Description
Description
When using the Uvicorn process manager, requests are assigned to Uvicorn workers randomly. This causes issues including unbalanced queue wait times and the max concurrency limit not working as expected (since each process applies max concurrency independently).
Possible solutions
NGINX
See #1298
Gunicorn + Uvicorn workers
Consider switching to Gunicorn + Uvicorn workers. Gunicorn is a more full-featured process manager than Uvicorn's built in one, and may balance requests across processes better.

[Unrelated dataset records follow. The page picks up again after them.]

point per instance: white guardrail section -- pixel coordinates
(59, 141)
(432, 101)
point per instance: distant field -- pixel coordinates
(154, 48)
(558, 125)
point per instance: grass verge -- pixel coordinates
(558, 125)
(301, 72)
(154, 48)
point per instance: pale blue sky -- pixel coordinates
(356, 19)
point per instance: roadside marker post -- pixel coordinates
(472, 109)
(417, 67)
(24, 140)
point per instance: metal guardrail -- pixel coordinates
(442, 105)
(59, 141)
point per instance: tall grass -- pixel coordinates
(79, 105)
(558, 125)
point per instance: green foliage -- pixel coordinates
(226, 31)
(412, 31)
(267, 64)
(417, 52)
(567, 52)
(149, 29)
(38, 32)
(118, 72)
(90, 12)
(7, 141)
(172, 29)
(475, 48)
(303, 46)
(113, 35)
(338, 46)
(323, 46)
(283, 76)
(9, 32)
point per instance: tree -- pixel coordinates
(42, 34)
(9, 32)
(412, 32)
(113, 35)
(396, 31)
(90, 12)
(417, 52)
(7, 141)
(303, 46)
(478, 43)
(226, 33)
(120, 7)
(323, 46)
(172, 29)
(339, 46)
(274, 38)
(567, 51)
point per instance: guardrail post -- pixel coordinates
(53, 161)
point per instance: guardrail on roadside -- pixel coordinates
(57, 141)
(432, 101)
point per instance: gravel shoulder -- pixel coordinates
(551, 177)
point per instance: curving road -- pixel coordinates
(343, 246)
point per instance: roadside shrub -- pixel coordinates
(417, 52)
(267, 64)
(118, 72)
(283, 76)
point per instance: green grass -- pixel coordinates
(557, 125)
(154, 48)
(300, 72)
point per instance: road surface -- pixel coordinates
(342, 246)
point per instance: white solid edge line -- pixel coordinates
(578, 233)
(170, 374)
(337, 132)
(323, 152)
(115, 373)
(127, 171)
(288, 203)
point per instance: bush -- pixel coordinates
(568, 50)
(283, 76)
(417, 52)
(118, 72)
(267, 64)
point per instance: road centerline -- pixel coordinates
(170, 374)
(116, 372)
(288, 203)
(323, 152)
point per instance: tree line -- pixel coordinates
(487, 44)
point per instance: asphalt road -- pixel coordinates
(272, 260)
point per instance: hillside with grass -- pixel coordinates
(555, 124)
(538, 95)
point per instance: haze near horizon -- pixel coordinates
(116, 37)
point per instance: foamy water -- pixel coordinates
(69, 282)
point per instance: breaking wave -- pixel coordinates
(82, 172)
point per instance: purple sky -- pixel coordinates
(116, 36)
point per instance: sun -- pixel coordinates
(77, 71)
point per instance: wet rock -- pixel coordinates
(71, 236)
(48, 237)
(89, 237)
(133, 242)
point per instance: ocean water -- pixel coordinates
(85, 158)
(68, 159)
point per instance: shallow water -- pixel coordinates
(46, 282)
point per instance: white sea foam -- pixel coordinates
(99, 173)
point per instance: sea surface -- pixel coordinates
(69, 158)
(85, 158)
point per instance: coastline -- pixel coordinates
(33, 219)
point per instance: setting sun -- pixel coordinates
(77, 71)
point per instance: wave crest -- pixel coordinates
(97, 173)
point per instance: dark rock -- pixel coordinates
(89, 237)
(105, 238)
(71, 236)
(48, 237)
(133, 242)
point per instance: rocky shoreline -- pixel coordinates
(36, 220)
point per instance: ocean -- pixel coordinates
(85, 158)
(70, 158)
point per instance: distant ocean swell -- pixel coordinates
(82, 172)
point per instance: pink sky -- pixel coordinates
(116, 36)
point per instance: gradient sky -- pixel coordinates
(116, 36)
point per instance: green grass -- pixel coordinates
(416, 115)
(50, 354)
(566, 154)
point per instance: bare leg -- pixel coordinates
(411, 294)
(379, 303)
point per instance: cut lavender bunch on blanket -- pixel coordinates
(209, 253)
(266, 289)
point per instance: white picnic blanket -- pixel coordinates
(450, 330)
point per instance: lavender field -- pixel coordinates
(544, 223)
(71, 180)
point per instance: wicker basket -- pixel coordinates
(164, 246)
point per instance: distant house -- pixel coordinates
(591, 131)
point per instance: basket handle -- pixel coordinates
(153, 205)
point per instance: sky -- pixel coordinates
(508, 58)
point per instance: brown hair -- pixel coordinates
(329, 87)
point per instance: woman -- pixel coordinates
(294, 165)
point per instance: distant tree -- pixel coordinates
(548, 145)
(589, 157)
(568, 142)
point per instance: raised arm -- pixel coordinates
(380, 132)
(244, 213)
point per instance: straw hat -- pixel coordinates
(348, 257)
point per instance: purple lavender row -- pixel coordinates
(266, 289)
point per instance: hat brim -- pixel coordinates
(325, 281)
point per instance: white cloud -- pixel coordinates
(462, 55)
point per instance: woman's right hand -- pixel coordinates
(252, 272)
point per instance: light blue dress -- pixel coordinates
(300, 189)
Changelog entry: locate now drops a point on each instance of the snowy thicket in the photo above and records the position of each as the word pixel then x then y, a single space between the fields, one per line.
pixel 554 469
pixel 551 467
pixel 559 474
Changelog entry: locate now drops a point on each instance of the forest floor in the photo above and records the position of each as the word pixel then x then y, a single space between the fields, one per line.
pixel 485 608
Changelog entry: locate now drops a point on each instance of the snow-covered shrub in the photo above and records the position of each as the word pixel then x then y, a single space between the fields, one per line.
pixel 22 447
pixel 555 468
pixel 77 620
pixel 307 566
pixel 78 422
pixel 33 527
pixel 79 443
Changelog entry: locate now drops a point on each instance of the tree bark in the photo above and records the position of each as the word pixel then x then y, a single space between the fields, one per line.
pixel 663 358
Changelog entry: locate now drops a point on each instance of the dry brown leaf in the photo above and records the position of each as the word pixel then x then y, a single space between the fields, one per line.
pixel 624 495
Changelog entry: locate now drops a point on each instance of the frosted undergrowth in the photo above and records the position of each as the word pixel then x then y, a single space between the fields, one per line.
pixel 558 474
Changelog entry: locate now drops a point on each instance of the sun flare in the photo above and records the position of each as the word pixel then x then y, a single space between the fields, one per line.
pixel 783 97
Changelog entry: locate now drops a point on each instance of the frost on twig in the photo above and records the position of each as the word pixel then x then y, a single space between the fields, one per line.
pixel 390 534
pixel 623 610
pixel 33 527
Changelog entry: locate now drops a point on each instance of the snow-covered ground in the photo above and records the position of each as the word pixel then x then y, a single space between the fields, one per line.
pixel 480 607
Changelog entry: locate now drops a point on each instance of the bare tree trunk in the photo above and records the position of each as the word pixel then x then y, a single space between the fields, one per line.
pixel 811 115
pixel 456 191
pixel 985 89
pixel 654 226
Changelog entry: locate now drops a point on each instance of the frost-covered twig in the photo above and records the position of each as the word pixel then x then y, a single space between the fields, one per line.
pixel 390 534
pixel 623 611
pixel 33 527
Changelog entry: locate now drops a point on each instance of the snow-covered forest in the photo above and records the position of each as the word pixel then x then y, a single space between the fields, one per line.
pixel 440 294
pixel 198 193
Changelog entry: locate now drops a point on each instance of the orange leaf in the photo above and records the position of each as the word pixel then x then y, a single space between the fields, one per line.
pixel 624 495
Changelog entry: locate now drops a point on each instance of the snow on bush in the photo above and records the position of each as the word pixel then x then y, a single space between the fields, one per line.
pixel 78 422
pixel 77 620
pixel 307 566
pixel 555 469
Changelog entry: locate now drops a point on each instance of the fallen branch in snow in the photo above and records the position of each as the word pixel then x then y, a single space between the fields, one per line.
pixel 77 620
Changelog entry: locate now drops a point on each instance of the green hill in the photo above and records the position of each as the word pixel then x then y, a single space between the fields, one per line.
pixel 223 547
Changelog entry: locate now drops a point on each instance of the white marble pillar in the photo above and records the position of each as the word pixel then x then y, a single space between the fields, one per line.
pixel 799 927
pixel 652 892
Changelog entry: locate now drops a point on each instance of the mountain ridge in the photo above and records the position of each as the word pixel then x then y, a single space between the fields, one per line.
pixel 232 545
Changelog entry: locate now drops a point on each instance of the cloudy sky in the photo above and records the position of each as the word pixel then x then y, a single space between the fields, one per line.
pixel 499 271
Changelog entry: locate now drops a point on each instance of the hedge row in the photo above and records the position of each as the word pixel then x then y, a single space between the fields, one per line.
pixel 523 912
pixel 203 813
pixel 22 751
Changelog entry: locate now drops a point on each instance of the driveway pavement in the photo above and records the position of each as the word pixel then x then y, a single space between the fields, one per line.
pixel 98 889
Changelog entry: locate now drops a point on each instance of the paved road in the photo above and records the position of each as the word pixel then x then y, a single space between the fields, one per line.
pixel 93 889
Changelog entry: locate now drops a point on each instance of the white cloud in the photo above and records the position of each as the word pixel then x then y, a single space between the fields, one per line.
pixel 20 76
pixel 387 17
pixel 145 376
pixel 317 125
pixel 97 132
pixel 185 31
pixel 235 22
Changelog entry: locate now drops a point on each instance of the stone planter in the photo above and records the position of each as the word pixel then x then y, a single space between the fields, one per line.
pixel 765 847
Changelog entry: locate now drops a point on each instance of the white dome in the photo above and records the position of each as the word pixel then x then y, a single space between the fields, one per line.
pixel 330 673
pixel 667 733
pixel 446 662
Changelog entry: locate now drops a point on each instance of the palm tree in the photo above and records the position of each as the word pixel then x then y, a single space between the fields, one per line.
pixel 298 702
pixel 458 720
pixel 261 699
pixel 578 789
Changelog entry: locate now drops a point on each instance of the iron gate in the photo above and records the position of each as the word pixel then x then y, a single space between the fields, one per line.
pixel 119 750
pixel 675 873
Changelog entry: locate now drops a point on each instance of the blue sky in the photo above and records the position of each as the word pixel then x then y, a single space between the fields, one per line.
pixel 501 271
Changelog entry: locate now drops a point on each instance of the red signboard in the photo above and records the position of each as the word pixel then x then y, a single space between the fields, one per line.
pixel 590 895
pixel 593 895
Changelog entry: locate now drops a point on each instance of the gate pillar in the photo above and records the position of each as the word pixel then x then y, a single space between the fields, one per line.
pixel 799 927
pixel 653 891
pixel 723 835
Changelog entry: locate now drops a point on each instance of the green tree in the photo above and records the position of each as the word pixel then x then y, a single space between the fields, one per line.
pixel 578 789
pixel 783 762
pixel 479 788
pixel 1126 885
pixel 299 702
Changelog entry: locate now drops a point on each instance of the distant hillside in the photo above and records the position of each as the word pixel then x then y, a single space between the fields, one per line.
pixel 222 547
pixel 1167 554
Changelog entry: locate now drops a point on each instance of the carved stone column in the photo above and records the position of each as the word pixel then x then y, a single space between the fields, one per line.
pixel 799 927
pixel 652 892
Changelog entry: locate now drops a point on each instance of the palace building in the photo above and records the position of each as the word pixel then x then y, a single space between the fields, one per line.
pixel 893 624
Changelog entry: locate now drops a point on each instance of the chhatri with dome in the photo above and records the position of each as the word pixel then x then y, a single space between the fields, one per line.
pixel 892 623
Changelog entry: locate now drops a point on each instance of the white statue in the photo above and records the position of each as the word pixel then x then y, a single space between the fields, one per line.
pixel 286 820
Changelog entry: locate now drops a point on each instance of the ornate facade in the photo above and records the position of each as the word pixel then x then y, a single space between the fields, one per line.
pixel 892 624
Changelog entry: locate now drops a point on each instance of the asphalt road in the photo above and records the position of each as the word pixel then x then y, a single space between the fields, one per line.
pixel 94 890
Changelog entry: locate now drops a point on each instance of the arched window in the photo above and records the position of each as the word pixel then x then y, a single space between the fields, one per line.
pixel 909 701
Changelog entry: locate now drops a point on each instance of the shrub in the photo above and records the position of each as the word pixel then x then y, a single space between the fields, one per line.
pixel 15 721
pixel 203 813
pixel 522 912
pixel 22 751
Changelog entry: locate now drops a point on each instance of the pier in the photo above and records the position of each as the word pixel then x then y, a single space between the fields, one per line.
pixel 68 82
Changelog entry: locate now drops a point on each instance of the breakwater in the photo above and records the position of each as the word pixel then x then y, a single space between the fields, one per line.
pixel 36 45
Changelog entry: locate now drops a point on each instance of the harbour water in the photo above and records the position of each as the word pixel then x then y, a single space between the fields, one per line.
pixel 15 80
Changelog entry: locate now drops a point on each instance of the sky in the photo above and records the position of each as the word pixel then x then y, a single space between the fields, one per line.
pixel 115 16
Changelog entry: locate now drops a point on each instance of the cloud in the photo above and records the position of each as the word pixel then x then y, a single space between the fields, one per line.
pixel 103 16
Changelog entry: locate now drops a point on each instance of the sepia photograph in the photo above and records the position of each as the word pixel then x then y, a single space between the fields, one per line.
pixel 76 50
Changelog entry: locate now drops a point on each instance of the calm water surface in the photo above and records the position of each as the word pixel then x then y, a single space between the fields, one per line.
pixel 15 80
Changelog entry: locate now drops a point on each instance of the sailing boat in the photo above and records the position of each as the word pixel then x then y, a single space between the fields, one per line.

Blockers for switching to Gunicorn
Currently there are two features of the Uvicorn process manager that are not supported by Gunicorn:
--limit-concurrency
is used to respond with 503s when the user specified concurrency limit is reached. Here, Uvicorn currently says "Gunicorn provides a different set of configuration options to Uvicorn, so some options such as --limit-concurrency are not yet supported when running with Gunicorn."- It is not currently possible to configure how many threads are used by the Uvicorn worker
Here is the Uvicorn Changelog
Add request forwarder sidecar container
A sidecar container could receive all requests, count in-flight requests, manage max_replica_concurrency
, and forward them to the application container. Within the application container, we'd use FastAPI on Gunicorn with Uvicorn workers (for worker queue fairness), and configure unlimited backlog
and limit-concurrency
. Knative does something similar to this.